I had been a prisoner of war since Nov. 2, 1944, when my B-17 was shot down, but it wasn't until February 1945 that my mom and dad learned from the War Department that I was a POW somewhere in Germany. Until then, they only knew that I was "missing in action.”
One day in late February 1945, my mom read a newspaper article about how the War Department was sponsoring meetings across the country for relatives of prisoners of war. Ex-POWs who had been repatriated talked to these audiences about life and treatment in the prison camps. There was to be such a meeting in the Shrine Auditorium in Los Angeles the following week.
Mom and dad could hardly wait, and the day finally arrived. Soon after they were seated in the big auditorium, about a half dozen soldiers and sailors — all of them disabled ex-POWs — took seats on the brightly lit stage. One by one they spoke to the intensely silent audience, everyone leaning forward, waiting to hear something that would give them hope. Among the speakers was Ray Kuusela.
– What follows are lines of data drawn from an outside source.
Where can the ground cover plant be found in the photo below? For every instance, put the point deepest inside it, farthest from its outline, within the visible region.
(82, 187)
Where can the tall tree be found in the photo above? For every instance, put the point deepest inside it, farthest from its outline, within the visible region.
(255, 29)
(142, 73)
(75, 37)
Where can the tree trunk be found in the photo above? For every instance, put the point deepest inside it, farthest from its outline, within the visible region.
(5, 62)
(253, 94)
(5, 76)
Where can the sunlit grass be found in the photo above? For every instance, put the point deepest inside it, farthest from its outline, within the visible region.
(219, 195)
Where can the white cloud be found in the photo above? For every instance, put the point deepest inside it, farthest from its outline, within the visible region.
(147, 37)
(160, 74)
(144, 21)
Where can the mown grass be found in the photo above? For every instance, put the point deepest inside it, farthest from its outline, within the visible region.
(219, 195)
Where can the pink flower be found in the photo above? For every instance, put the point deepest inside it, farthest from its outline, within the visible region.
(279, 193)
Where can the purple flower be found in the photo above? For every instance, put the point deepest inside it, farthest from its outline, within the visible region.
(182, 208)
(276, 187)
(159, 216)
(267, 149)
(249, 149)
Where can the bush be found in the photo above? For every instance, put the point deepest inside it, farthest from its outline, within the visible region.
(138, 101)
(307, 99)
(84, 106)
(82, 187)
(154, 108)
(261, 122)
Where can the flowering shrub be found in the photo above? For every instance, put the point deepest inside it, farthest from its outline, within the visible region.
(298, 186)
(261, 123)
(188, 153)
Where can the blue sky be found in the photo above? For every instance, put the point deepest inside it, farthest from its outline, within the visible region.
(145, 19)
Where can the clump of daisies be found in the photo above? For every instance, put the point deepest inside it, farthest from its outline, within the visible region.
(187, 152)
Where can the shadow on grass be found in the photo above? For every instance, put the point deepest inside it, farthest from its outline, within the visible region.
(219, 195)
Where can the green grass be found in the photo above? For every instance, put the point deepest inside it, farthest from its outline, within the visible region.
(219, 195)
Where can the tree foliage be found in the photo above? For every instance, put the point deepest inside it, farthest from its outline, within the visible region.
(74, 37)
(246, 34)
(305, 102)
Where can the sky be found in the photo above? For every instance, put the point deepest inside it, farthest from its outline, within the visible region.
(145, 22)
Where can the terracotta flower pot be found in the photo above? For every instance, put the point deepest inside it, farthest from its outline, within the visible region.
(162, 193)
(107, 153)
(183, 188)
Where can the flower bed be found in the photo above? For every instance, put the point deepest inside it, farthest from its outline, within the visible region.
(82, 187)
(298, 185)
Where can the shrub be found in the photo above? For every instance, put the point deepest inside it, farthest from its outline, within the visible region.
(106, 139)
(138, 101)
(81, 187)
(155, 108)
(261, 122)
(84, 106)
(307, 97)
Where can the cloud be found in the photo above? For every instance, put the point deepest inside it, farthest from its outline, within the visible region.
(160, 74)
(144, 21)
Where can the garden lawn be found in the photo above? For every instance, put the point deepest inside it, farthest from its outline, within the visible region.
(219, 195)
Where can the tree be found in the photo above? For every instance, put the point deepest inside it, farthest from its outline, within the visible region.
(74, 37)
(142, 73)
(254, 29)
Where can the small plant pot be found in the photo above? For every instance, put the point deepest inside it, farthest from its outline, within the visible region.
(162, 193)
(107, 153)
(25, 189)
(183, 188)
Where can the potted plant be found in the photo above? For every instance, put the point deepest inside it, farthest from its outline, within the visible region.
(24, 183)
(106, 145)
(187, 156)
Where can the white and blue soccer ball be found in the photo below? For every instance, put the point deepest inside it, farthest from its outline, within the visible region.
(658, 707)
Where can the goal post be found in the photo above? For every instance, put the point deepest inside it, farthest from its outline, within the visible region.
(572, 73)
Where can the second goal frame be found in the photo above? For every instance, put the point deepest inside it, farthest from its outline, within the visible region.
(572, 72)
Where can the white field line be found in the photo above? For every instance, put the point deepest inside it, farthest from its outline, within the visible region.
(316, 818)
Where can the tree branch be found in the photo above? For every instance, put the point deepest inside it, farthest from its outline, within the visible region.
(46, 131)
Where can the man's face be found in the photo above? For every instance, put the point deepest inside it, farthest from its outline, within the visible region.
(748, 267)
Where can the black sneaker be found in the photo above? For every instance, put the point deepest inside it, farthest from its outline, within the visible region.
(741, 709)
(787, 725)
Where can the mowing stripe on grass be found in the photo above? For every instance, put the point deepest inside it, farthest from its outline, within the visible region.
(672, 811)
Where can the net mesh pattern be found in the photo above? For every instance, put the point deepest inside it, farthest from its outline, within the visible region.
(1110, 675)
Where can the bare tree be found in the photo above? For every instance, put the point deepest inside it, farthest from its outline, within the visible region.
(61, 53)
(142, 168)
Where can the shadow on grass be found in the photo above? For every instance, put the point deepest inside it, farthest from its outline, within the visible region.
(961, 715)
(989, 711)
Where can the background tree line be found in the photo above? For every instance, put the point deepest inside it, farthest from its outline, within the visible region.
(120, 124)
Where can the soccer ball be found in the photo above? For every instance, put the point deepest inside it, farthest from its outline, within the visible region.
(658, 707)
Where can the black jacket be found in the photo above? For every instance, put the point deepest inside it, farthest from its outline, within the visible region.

When they finished speaking, the officer in charge said, "The men will now go down into the audience to look at any photos you brought along. Some of them may be recognized.”
As the men came down from the stage the audience crowded forward extending pictures of their missing sons, husbands and sweethearts.
Seven decades ago my dad told me this story:
"Bill, your mother and I had been feeling really bad since we got the telegram that you were missing in action, but those boys up there on that stage gave us hope that everything would turn out all right. I watched this one fellow push his way through the crowd, looking at pictures held out to him, hundreds of them, but he just shook his head saying 'No, no, no.’
"By the time he got up to where your mother and I were, I began to feel dejected again. But I held out your picture and suddenly that kid's face lit up with a big grin, and he said, 'Hey, that's Bill.’"
Dad held back a sob, and asked, "Is he OK?”
"Yes, he's fine," Ray assured him. Then he pressed on into the crowd looking for other familiar faces on black and white photographs tightly clutched in hopeful hands.
Mom and dad cried on the way home that night, hearing over and over again those bittersweet words, "Yes, he's fine.”
Ray Kuusela, of Bremerton, Washington, died in 2005.